Reicht es Vattenfall? Ahnungslose Abschalter

Klimaschutz kann man nicht essen, diese Erkenntnis muss noch wachsen. Den Schweden kann die Versorgungsicherheit des deutschen Stromnetzes egal sein. Das ist der deutschen Knäckebrot, an dem sie sich die grünen Zähne ausbeißen werden.

imago images / blickwinkel

Der tägliche Überlebenskampf gegen den todbringenden Klimawandel erfordert entschlossene, konsequente, ehrgeizige Maßnahmen zur Senkung der CO2-Emissionen. Die überzeugende und kluge Politik der Bundesregierung stellt mit dem Kohleausstiegsgesetz die Weichen (Formulierung kann Spuren von Ironie enthalten). Nun geht es auf zum Abschalten und vielleicht schaltet man die modernsten Anlagen zuerst ab. Genau dies regt das Gesetz an.

Wahnsinn mit Methode

Am 1. September startete entsprechend der Festlegungen des Kohleausstiegsgesetzes die erste Ausschreibungsrunde zur Stilllegung von Steinkohlekraftwerken. Für 4.000 Megawatt vorfristiger Abschaltung in 2021 winken Entschädigungen. Das Prinzip soll Unternehmen animieren, Steinkohlekraftwerke möglichst frühzeitig stillzulegen. Die Entschädigungshöhe liegt in dieser ersten Runde bei stolzen 165.000 Euro pro Megawatt (§ 19).
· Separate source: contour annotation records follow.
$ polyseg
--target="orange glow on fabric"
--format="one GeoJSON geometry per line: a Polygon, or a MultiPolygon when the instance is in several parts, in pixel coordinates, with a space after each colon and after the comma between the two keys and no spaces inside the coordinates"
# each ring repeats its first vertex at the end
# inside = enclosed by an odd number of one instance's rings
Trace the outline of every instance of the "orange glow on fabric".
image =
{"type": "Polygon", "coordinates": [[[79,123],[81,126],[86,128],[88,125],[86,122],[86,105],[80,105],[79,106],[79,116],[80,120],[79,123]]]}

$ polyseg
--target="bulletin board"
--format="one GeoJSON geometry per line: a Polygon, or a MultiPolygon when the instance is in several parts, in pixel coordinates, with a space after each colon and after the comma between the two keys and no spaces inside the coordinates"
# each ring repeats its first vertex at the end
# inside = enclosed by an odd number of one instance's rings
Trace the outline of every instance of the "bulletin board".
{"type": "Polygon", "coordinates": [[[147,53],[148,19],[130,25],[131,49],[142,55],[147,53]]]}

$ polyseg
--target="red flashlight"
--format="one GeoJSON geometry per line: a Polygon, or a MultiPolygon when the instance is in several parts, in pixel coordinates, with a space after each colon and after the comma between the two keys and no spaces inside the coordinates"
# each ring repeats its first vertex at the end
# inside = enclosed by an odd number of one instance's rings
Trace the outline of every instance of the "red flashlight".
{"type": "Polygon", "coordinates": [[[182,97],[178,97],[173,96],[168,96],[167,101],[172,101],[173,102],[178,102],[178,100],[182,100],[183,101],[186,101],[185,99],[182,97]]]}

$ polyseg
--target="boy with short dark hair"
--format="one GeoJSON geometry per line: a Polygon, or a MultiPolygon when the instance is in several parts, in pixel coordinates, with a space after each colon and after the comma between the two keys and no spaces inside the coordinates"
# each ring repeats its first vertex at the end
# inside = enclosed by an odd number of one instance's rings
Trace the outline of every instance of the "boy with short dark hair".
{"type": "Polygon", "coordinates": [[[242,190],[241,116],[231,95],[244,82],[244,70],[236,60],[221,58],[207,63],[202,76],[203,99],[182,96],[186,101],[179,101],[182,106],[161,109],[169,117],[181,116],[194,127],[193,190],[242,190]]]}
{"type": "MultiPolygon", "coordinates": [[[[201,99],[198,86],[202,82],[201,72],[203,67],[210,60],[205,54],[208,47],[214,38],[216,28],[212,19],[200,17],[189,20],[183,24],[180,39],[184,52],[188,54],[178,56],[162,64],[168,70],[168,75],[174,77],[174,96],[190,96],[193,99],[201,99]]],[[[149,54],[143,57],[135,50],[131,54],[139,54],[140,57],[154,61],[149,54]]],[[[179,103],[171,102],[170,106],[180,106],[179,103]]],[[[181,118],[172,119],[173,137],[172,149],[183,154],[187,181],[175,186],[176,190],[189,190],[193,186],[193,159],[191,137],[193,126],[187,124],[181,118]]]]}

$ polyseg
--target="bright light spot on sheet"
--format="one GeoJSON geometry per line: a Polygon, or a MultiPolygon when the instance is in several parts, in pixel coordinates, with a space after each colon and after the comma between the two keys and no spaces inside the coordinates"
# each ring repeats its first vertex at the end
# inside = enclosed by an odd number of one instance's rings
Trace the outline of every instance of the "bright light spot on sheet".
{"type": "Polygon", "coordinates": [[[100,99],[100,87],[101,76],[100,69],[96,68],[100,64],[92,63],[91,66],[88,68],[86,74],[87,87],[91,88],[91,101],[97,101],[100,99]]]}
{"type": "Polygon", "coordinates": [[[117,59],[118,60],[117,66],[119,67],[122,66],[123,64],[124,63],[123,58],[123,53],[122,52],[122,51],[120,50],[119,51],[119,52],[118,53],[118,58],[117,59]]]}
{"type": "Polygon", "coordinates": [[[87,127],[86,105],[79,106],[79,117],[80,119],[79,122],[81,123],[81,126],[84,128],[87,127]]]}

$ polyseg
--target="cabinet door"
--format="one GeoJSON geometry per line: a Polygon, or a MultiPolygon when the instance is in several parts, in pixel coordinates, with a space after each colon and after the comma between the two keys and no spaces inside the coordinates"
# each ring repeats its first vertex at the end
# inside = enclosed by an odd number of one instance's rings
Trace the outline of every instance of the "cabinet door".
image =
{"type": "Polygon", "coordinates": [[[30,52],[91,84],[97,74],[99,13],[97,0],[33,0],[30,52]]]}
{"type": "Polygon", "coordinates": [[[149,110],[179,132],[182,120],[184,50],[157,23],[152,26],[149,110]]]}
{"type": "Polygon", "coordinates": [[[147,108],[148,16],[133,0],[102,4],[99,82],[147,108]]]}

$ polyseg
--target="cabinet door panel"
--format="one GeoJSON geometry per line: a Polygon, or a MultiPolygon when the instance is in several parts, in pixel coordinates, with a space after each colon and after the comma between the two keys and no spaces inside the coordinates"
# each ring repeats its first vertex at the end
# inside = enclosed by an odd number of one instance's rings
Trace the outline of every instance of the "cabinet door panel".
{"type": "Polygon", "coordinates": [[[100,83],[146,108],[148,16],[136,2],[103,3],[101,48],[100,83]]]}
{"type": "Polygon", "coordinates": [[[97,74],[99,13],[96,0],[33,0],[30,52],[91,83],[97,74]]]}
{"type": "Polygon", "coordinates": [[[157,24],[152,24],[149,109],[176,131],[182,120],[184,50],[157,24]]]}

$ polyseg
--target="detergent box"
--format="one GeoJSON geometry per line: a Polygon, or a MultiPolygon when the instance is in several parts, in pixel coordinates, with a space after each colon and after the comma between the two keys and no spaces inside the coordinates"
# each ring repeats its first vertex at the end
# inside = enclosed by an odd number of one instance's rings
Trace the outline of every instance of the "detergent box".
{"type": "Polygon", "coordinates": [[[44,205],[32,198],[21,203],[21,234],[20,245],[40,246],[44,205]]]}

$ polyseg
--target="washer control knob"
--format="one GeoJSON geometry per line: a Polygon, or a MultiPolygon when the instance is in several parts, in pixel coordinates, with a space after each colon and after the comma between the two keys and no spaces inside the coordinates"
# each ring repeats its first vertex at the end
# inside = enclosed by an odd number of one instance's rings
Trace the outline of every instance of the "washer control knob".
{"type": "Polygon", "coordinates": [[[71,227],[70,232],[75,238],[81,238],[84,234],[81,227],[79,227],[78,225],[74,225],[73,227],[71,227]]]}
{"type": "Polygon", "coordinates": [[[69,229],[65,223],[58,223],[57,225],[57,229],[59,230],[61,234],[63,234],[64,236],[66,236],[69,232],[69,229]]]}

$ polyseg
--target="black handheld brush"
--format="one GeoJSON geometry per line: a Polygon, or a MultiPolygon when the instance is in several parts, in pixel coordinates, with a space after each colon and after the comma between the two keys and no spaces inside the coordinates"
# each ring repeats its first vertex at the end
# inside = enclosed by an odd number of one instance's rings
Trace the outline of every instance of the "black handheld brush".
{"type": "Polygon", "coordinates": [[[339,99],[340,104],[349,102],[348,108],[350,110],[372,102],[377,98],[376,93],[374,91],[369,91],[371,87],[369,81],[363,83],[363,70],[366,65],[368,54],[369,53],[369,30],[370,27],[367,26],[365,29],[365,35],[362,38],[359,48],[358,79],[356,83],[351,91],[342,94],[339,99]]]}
Für einige Schlagzeilen, vor allem im Norden, sorgte die Ankündigung Vattenfalls, sich mit dem nur fünf Jahre alten und entsprechend modernen Kraftwerk Hamburg-Moorburg an der Ausschreibung zu beteiligen. Bei 1.640 Megawatt installierter Leistung gäbe es einen stattlichen Betrag, um die 270 Millionen Euro. Was treibt Vattenfall? Das Kraftwerk Moorburg wird schon seit seiner Projektphase als „umstritten“ bezeichnet. Das ist die mediale Sprachregelung, um etwas negativ zu stigmatisieren.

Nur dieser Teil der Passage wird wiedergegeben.